With sufficiently collected data decisions on how to work with your staff to improve customer experience can be made. Technological, procedural and structural changes, as well as enhancing awareness and visibility of service expectations and behaviours are strategies that can result from customer experience intel. Training directed at leaders and frontline teams can have a powerful impact. Quality sales training can help every business to enhance its conversion of interest to sales and offer a superior level of service, together with customer and staff satisfaction. Similarly, high quality customer service training has consistently had a positive impact on customers and the business’ bottom line. When customers feel valued and that they have received responsive and attentive treatment, they are more likely to return and share their positive experiences with others, thereby bringing new business to an enterprise.

A coordinated approach:

The IBM survey revealed that in the highest performing organisations, collaboration and integration are key features. Many enterprises invest in their people through quality training and, if you are serious about having your staff work in a coordinated and connected way, there is great benefit in having teams of employees undertake training together (or at least undertaking the same course).

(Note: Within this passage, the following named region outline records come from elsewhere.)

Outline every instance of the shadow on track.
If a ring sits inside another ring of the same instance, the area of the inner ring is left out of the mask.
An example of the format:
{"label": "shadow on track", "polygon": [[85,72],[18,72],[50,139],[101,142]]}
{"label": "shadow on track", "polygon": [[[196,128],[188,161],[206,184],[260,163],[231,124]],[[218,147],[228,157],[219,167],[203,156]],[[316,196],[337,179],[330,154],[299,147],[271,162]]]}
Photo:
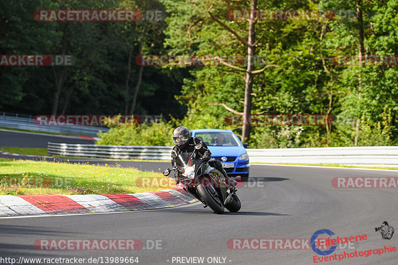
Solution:
{"label": "shadow on track", "polygon": [[290,216],[292,215],[291,214],[284,214],[279,213],[270,213],[270,212],[241,212],[239,211],[237,212],[231,213],[225,211],[225,212],[224,214],[226,214],[227,215],[247,215],[247,216]]}
{"label": "shadow on track", "polygon": [[19,225],[0,225],[0,235],[39,235],[44,236],[46,234],[69,234],[67,232],[61,232],[59,229],[51,230],[48,228]]}

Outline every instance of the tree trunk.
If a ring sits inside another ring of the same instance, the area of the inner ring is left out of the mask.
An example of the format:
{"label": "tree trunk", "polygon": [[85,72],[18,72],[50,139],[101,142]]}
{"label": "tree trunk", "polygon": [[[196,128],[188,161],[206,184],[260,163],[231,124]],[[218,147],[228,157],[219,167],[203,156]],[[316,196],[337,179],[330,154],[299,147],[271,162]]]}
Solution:
{"label": "tree trunk", "polygon": [[[141,53],[142,53],[142,44],[140,43],[138,44],[138,54],[141,55]],[[138,70],[138,77],[137,80],[137,84],[135,85],[135,89],[134,90],[134,94],[133,95],[133,98],[131,100],[131,107],[130,108],[130,112],[128,113],[130,115],[132,115],[134,110],[135,110],[135,106],[137,103],[137,96],[138,95],[138,91],[140,90],[141,83],[142,82],[142,72],[143,71],[144,66],[141,65],[140,66],[139,69]]]}
{"label": "tree trunk", "polygon": [[[362,0],[358,0],[358,1],[357,1],[357,17],[358,18],[359,26],[358,38],[359,40],[359,45],[358,47],[359,54],[358,54],[358,59],[360,67],[362,67],[362,55],[365,53],[365,49],[364,48],[364,25],[363,19],[362,18],[362,10],[361,9],[362,3]],[[361,90],[362,90],[362,81],[360,72],[358,78],[358,99],[359,103],[359,100],[361,100]],[[354,139],[354,146],[358,145],[358,138],[359,135],[359,119],[360,117],[357,118],[356,124],[355,124],[355,137]]]}
{"label": "tree trunk", "polygon": [[61,74],[59,75],[59,77],[58,77],[55,71],[55,67],[53,66],[52,68],[54,76],[55,79],[55,91],[54,93],[54,97],[53,97],[51,115],[56,115],[58,109],[59,96],[62,90],[62,87],[64,86],[64,83],[66,80],[66,70],[65,70],[65,68],[63,67],[61,71]]}
{"label": "tree trunk", "polygon": [[128,55],[128,66],[127,68],[127,73],[126,75],[126,84],[125,88],[124,88],[125,96],[125,103],[124,103],[124,114],[128,114],[127,111],[128,111],[128,103],[130,101],[130,97],[128,95],[128,86],[130,81],[130,74],[131,73],[131,55],[133,54],[133,50],[134,49],[134,45],[131,46],[131,49],[130,50],[130,54]]}
{"label": "tree trunk", "polygon": [[64,107],[62,108],[62,111],[61,112],[61,115],[65,115],[65,112],[66,112],[66,109],[68,108],[68,104],[69,103],[69,99],[71,98],[71,96],[72,95],[73,91],[75,90],[75,88],[77,86],[78,83],[80,80],[80,77],[82,75],[82,71],[79,73],[79,75],[76,78],[76,80],[75,81],[75,84],[72,87],[69,88],[69,89],[68,90],[68,92],[66,93],[66,96],[65,97],[65,103],[64,105]]}
{"label": "tree trunk", "polygon": [[[252,0],[251,10],[257,9],[257,0]],[[245,77],[245,99],[243,105],[243,124],[242,126],[242,137],[241,141],[247,142],[250,139],[250,120],[252,108],[252,90],[253,88],[253,74],[254,70],[254,55],[255,53],[254,42],[255,41],[255,26],[256,21],[253,19],[253,12],[250,15],[249,22],[249,37],[247,45],[247,68]]]}

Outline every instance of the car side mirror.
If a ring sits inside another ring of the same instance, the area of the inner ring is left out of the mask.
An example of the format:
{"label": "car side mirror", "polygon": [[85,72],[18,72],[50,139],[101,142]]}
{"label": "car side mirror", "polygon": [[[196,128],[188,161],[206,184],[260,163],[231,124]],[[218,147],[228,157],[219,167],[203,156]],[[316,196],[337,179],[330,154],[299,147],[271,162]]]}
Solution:
{"label": "car side mirror", "polygon": [[169,169],[169,168],[166,169],[165,171],[163,172],[163,175],[164,176],[169,176],[169,174],[170,174],[170,169]]}

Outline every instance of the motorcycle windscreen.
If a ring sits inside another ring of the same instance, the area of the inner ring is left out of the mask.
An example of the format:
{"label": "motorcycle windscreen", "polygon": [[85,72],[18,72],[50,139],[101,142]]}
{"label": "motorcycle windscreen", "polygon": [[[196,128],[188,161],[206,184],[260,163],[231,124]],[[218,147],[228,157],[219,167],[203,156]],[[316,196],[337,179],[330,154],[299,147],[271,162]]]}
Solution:
{"label": "motorcycle windscreen", "polygon": [[192,153],[183,153],[179,155],[176,160],[176,165],[181,169],[187,166],[191,166],[191,164],[193,162],[191,159],[192,155]]}

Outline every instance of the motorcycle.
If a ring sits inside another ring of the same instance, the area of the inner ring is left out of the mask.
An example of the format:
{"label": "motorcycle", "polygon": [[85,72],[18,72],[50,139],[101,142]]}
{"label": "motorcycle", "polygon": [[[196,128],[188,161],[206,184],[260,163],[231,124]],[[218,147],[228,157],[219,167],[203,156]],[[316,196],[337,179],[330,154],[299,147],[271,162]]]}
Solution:
{"label": "motorcycle", "polygon": [[225,177],[215,168],[197,158],[197,150],[201,144],[195,146],[192,153],[183,153],[177,158],[176,168],[166,169],[163,172],[165,176],[173,171],[178,172],[177,179],[184,185],[184,189],[208,206],[215,213],[224,213],[224,207],[231,212],[240,209],[241,203],[236,194],[236,189],[230,191]]}

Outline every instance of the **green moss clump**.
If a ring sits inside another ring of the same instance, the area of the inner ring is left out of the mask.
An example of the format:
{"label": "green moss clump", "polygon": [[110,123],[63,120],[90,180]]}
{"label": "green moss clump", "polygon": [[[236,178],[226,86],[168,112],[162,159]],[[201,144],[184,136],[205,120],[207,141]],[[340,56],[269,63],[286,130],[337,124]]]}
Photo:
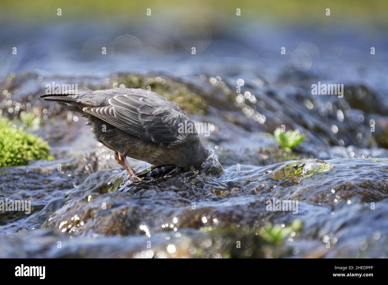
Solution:
{"label": "green moss clump", "polygon": [[285,242],[298,234],[302,226],[300,220],[295,220],[285,226],[268,223],[258,228],[247,225],[204,227],[202,230],[207,236],[196,245],[194,257],[286,257],[292,254],[292,248]]}
{"label": "green moss clump", "polygon": [[278,128],[274,132],[274,135],[270,135],[286,151],[291,152],[291,149],[296,147],[305,139],[305,136],[301,135],[299,130],[289,130],[282,131]]}
{"label": "green moss clump", "polygon": [[42,138],[12,127],[0,118],[0,167],[26,165],[38,159],[51,160],[50,147]]}
{"label": "green moss clump", "polygon": [[204,114],[208,111],[208,104],[201,96],[190,90],[184,83],[173,81],[165,76],[150,77],[129,74],[119,76],[117,81],[126,88],[140,88],[161,95],[177,105],[188,114]]}

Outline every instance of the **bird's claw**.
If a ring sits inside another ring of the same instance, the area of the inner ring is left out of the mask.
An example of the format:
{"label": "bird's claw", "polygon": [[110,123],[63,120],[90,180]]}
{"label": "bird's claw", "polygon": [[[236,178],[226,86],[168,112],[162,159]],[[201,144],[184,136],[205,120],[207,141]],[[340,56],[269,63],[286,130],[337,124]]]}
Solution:
{"label": "bird's claw", "polygon": [[138,177],[137,176],[131,176],[131,178],[132,178],[133,180],[133,181],[135,181],[135,180],[139,180],[139,181],[141,181],[143,179],[142,178],[140,178],[140,177]]}

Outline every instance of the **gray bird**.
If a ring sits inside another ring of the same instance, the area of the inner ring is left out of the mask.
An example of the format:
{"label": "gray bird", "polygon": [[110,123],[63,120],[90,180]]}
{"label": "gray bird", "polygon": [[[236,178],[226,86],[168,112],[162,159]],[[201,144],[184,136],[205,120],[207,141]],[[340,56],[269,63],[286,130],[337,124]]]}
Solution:
{"label": "gray bird", "polygon": [[96,140],[115,152],[117,162],[134,179],[141,180],[126,156],[155,166],[199,168],[208,155],[196,132],[178,131],[180,123],[193,123],[184,112],[153,92],[83,88],[40,97],[86,117]]}

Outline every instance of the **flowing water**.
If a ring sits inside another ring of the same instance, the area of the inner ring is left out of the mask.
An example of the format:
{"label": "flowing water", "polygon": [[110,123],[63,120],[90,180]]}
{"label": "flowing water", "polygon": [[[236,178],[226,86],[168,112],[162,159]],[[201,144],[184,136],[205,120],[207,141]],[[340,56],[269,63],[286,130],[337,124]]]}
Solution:
{"label": "flowing water", "polygon": [[[206,34],[192,55],[176,46],[191,46],[184,31],[177,43],[155,30],[123,40],[121,27],[90,40],[98,27],[70,43],[52,38],[75,25],[0,35],[24,37],[20,56],[1,59],[0,112],[11,119],[34,112],[41,123],[29,131],[55,157],[0,169],[0,200],[32,207],[0,212],[0,257],[386,257],[388,58],[369,52],[386,39],[248,27],[258,36]],[[101,57],[99,43],[116,53]],[[211,124],[208,136],[200,134],[209,157],[200,169],[129,159],[143,178],[133,181],[82,117],[39,99],[52,81],[151,86]],[[343,97],[313,95],[318,81],[343,84]],[[306,135],[291,153],[268,135],[282,125]],[[297,204],[268,209],[276,201]]]}

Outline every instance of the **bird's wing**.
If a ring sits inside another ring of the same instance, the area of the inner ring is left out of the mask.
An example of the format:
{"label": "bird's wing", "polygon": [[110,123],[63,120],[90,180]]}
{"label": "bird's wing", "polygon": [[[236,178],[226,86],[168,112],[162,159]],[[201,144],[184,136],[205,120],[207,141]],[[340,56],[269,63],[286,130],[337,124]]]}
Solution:
{"label": "bird's wing", "polygon": [[171,146],[186,141],[191,134],[180,133],[179,123],[191,121],[180,109],[151,92],[120,95],[109,105],[83,111],[150,143]]}

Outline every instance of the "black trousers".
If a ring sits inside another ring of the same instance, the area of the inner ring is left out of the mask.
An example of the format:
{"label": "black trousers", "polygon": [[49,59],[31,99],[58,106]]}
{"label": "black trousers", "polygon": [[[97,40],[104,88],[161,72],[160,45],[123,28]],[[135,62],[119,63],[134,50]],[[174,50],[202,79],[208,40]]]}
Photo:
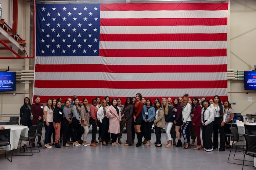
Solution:
{"label": "black trousers", "polygon": [[[108,128],[109,126],[109,118],[104,117],[102,120],[102,123],[100,123],[101,127],[101,141],[106,141],[106,137],[108,132]],[[100,132],[99,132],[99,133]]]}
{"label": "black trousers", "polygon": [[212,148],[212,135],[213,129],[213,122],[212,122],[207,126],[202,126],[202,137],[203,136],[204,141],[203,144],[205,147],[206,149]]}
{"label": "black trousers", "polygon": [[66,118],[62,119],[61,121],[61,128],[62,130],[62,144],[63,146],[66,146],[68,140],[68,133],[70,131],[70,125],[69,122],[66,119]]}
{"label": "black trousers", "polygon": [[81,124],[79,124],[79,121],[75,117],[73,117],[72,122],[74,128],[73,133],[73,141],[77,141],[81,136]]}
{"label": "black trousers", "polygon": [[224,126],[221,126],[220,124],[223,121],[223,117],[215,117],[213,122],[213,148],[218,148],[219,141],[218,140],[218,130],[220,132],[219,150],[225,150],[225,127]]}
{"label": "black trousers", "polygon": [[156,134],[156,141],[158,142],[158,143],[161,143],[161,129],[158,128],[157,126],[155,127],[155,133]]}
{"label": "black trousers", "polygon": [[111,141],[112,143],[113,143],[116,141],[116,139],[117,139],[117,137],[118,136],[118,134],[115,133],[111,133]]}
{"label": "black trousers", "polygon": [[95,120],[91,117],[90,118],[89,121],[93,126],[91,132],[91,143],[93,143],[94,142],[94,139],[96,139],[96,134],[97,134],[97,125],[96,124]]}
{"label": "black trousers", "polygon": [[144,122],[143,123],[144,134],[145,135],[144,137],[147,139],[147,140],[151,140],[151,129],[153,123],[153,121],[151,122]]}

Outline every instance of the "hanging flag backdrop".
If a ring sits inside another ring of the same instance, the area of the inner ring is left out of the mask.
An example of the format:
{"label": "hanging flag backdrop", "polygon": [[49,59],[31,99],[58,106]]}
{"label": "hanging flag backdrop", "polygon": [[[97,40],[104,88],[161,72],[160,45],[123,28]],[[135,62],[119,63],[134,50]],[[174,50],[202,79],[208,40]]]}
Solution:
{"label": "hanging flag backdrop", "polygon": [[34,96],[227,99],[228,7],[37,4]]}

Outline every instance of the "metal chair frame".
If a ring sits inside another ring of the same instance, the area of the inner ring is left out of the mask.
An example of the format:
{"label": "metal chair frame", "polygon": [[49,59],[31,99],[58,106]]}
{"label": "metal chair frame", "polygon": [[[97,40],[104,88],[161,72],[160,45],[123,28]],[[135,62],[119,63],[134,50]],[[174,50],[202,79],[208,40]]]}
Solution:
{"label": "metal chair frame", "polygon": [[11,162],[12,162],[11,157],[11,150],[10,150],[11,155],[11,160],[10,160],[6,157],[6,151],[7,151],[7,146],[10,146],[10,148],[11,148],[11,146],[10,142],[10,136],[11,136],[11,129],[6,129],[0,130],[0,147],[6,147],[5,158],[8,159]]}

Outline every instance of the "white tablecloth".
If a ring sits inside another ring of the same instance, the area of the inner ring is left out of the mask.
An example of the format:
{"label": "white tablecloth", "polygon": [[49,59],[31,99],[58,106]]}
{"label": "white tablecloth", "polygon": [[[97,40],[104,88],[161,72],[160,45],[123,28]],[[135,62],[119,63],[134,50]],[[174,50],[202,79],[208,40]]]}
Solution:
{"label": "white tablecloth", "polygon": [[[237,129],[238,130],[238,133],[239,133],[239,135],[244,135],[245,134],[245,125],[243,123],[241,125],[237,124]],[[256,126],[256,123],[249,123],[249,125]],[[253,166],[256,167],[256,159],[255,158],[254,158],[254,164]]]}
{"label": "white tablecloth", "polygon": [[12,150],[13,149],[17,149],[21,136],[28,136],[29,128],[26,126],[2,125],[1,126],[4,126],[5,129],[11,129],[10,143],[11,148],[10,149],[10,145],[7,146],[7,150],[8,151]]}

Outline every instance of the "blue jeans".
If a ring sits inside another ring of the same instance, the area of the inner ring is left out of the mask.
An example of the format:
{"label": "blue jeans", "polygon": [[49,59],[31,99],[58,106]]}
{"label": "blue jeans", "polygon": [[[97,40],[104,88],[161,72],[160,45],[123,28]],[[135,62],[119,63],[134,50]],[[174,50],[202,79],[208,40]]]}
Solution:
{"label": "blue jeans", "polygon": [[53,127],[52,122],[48,122],[50,125],[47,126],[46,125],[46,122],[44,122],[44,125],[45,128],[45,135],[44,135],[44,143],[48,143],[51,141],[50,139],[51,137],[51,132],[53,131]]}

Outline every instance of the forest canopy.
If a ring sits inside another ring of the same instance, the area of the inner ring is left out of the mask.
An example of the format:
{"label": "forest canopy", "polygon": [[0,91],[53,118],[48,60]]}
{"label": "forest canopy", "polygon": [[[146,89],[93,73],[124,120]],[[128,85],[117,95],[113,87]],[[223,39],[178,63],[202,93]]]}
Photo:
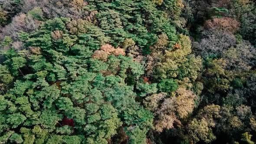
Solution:
{"label": "forest canopy", "polygon": [[251,0],[0,1],[0,143],[256,142]]}

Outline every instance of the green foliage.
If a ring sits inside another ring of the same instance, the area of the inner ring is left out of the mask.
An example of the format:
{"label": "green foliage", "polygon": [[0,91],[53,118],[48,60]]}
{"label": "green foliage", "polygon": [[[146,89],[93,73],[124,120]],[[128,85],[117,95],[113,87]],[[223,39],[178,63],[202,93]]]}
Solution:
{"label": "green foliage", "polygon": [[177,82],[173,79],[164,79],[158,83],[158,88],[160,92],[171,92],[178,88]]}
{"label": "green foliage", "polygon": [[[120,127],[136,125],[137,131],[143,131],[144,141],[153,117],[135,101],[133,88],[144,73],[143,66],[125,56],[110,56],[106,61],[92,58],[98,47],[70,34],[66,26],[69,21],[55,18],[38,31],[22,33],[28,49],[5,53],[0,80],[6,85],[17,80],[12,88],[3,85],[7,92],[1,96],[0,111],[6,121],[0,124],[3,131],[17,134],[4,132],[3,141],[107,144]],[[129,85],[125,82],[127,75],[134,82]],[[157,91],[156,84],[136,88],[140,95]]]}

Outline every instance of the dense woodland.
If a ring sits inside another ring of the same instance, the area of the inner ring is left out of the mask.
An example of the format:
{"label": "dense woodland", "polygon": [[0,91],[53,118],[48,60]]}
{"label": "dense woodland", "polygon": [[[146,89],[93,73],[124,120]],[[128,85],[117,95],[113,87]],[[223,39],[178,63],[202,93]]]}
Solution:
{"label": "dense woodland", "polygon": [[253,0],[0,0],[0,144],[256,142]]}

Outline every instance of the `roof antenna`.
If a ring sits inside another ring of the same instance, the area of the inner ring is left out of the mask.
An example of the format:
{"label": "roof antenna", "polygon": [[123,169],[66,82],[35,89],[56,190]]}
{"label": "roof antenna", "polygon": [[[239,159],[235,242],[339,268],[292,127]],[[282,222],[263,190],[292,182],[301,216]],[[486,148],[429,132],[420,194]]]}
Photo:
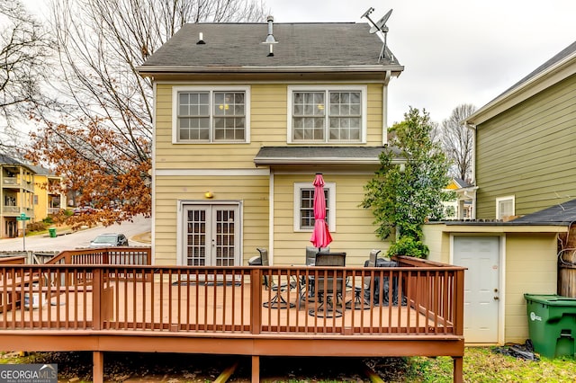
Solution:
{"label": "roof antenna", "polygon": [[372,28],[370,28],[370,33],[375,32],[382,42],[384,43],[384,45],[382,47],[382,50],[380,51],[380,56],[378,57],[378,62],[380,62],[381,59],[386,58],[386,36],[388,34],[388,27],[386,26],[386,22],[390,18],[390,15],[392,14],[392,10],[391,9],[390,11],[388,11],[388,13],[376,22],[373,22],[370,18],[370,13],[372,13],[374,11],[374,9],[373,7],[368,8],[368,10],[364,12],[360,18],[365,17],[366,19],[368,19],[368,21],[372,24]]}
{"label": "roof antenna", "polygon": [[270,46],[270,53],[268,53],[268,57],[271,57],[274,56],[274,49],[272,47],[274,44],[277,44],[278,41],[276,41],[276,39],[274,38],[274,34],[272,34],[274,17],[268,16],[266,22],[268,22],[268,36],[266,36],[266,41],[263,41],[262,43],[268,44]]}

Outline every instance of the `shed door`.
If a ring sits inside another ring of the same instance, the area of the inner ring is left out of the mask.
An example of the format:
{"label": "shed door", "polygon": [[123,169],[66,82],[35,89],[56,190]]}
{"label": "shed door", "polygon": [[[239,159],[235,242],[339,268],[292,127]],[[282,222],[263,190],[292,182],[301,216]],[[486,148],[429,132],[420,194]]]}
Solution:
{"label": "shed door", "polygon": [[469,343],[498,342],[500,238],[454,236],[454,263],[464,274],[464,339]]}

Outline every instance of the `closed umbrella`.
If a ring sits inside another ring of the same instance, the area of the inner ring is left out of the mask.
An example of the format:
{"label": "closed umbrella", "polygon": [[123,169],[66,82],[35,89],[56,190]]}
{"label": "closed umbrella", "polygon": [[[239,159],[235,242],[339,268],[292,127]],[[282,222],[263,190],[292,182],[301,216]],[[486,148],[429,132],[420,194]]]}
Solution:
{"label": "closed umbrella", "polygon": [[314,178],[314,230],[310,242],[319,251],[327,247],[332,242],[332,236],[326,222],[326,200],[324,199],[324,178],[321,173],[316,174]]}

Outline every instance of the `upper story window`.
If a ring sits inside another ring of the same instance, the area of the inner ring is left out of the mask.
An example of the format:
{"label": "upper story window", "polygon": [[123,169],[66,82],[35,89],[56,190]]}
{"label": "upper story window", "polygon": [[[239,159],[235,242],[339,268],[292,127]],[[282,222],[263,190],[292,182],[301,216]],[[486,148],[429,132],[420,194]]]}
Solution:
{"label": "upper story window", "polygon": [[506,219],[514,216],[514,196],[496,199],[496,219]]}
{"label": "upper story window", "polygon": [[248,142],[249,88],[174,88],[175,143]]}
{"label": "upper story window", "polygon": [[288,100],[288,142],[365,142],[365,86],[289,86]]}

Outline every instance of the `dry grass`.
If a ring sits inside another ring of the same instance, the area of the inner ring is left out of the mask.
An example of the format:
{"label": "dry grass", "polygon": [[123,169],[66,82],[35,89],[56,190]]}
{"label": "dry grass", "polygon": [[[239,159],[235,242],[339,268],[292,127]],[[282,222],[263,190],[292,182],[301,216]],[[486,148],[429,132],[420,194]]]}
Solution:
{"label": "dry grass", "polygon": [[[61,382],[90,381],[90,352],[8,354],[0,363],[57,363]],[[185,354],[112,353],[104,355],[107,382],[206,382],[238,362],[230,382],[249,382],[247,357]],[[262,358],[262,382],[369,382],[365,370],[386,382],[451,382],[452,359],[438,358]],[[525,361],[493,348],[466,348],[465,382],[576,382],[576,360]]]}

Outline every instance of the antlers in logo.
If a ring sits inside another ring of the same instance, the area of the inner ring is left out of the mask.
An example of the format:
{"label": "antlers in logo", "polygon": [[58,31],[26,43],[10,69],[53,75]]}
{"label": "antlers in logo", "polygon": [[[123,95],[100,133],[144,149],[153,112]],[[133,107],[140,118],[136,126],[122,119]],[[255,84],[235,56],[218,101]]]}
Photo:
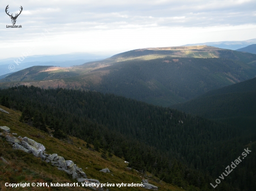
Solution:
{"label": "antlers in logo", "polygon": [[10,15],[9,14],[9,12],[7,13],[7,9],[8,9],[8,8],[9,8],[8,7],[8,6],[9,6],[9,5],[8,5],[7,6],[6,8],[5,8],[5,12],[6,13],[10,16],[10,18],[12,19],[12,22],[13,23],[13,25],[15,25],[15,24],[16,23],[16,19],[17,19],[17,18],[19,15],[20,14],[20,13],[21,13],[21,11],[22,11],[22,9],[23,9],[23,8],[22,8],[22,6],[20,6],[20,8],[21,9],[21,10],[20,11],[20,13],[18,14],[18,15],[17,14],[15,14],[15,17],[13,17],[13,14],[12,14],[11,15]]}

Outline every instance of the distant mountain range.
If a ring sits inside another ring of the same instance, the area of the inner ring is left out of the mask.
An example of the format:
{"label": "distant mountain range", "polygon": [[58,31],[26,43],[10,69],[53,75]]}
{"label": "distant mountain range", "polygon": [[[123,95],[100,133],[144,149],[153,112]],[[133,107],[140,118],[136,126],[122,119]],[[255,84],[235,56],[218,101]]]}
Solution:
{"label": "distant mountain range", "polygon": [[0,80],[113,93],[168,106],[255,77],[256,55],[207,46],[146,48],[68,68],[33,67]]}
{"label": "distant mountain range", "polygon": [[[0,60],[0,76],[34,66],[69,67],[81,65],[88,62],[101,60],[108,57],[108,56],[74,53],[58,55],[34,55],[26,57],[20,57],[20,59],[18,57],[3,59]],[[10,64],[13,65],[9,67]]]}
{"label": "distant mountain range", "polygon": [[236,50],[236,51],[249,52],[251,53],[252,54],[256,54],[256,44],[249,45],[244,48],[237,49]]}
{"label": "distant mountain range", "polygon": [[183,45],[182,46],[207,45],[224,49],[235,50],[254,44],[256,44],[256,38],[241,41],[220,41],[191,44]]}

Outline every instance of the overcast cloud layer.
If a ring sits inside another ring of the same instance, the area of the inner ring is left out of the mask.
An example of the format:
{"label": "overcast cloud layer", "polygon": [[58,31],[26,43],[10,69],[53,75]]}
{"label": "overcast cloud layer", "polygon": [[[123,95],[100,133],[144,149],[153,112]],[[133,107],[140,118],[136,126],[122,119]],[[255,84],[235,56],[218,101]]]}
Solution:
{"label": "overcast cloud layer", "polygon": [[[140,48],[256,38],[250,0],[1,0],[0,58],[72,52],[119,53]],[[5,13],[23,10],[16,25]],[[42,35],[42,33],[43,34]]]}

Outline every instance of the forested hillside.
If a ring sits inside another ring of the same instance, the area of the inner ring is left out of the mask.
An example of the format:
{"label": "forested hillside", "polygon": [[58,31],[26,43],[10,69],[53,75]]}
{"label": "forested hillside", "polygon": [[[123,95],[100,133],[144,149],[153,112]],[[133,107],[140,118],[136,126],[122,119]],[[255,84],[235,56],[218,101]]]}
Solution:
{"label": "forested hillside", "polygon": [[168,106],[251,79],[256,63],[256,55],[207,46],[141,49],[73,67],[30,68],[0,80],[0,88],[96,90]]}
{"label": "forested hillside", "polygon": [[[131,167],[184,187],[212,189],[210,182],[224,166],[246,147],[255,147],[255,134],[113,95],[23,86],[1,90],[0,95],[2,104],[22,111],[21,121],[54,129],[59,139],[80,138],[103,157],[113,153]],[[216,189],[256,189],[254,153]]]}
{"label": "forested hillside", "polygon": [[209,91],[171,108],[255,132],[256,78]]}

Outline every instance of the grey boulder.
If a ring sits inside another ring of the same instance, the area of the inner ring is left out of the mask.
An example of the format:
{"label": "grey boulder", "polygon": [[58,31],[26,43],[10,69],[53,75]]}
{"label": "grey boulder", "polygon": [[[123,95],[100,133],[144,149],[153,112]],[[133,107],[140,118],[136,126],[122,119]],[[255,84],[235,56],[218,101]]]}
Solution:
{"label": "grey boulder", "polygon": [[42,151],[44,151],[45,150],[45,146],[41,143],[38,143],[37,142],[34,141],[33,139],[28,138],[27,137],[23,137],[22,140],[28,143],[29,145],[32,145],[37,150],[41,149]]}
{"label": "grey boulder", "polygon": [[104,168],[104,169],[102,169],[102,170],[101,170],[100,171],[100,172],[105,172],[105,173],[110,172],[110,171],[109,171],[109,170],[108,170],[108,168]]}
{"label": "grey boulder", "polygon": [[155,185],[154,185],[150,184],[143,183],[143,185],[144,186],[144,188],[146,188],[146,189],[153,190],[155,191],[156,191],[158,189],[158,187],[155,186]]}
{"label": "grey boulder", "polygon": [[63,168],[63,169],[67,169],[67,165],[66,164],[66,161],[65,160],[65,159],[63,157],[58,156],[57,162],[58,162],[58,164],[59,164],[60,167]]}
{"label": "grey boulder", "polygon": [[36,157],[39,157],[41,153],[42,153],[43,151],[40,149],[37,150],[34,147],[30,145],[29,144],[24,140],[21,141],[21,146],[24,147],[25,148],[31,151],[33,155]]}
{"label": "grey boulder", "polygon": [[6,140],[11,142],[13,143],[20,144],[20,141],[18,139],[14,137],[11,137],[9,135],[6,135]]}
{"label": "grey boulder", "polygon": [[20,145],[19,145],[17,143],[15,143],[13,145],[13,148],[14,149],[20,149],[20,150],[21,150],[22,151],[23,151],[27,153],[31,153],[31,151],[24,148],[23,146],[21,146]]}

When personnel share the experience of customer service training, performance training, management training or training for team building, they are best positioned to support each other in applying the skills and knowledge they have learned to practical situations. Having staff undertake training together offers best value for your investment as new approaches will be mutually reinforced and implemented.

Carefully and thoughtfully considering the approach and priorities of industry leaders and the highest achieving businesses is very useful for businesses that are committed to enhancing performance and the experience of customers while driving up profit margins. Quality service auditing tools yield data showing the reality of customer experiences with a business; when this data is analysed and used to guide customer service strategy and develop customer service capabilities, the profitability, performance and rates of customer retention and referred business will improve.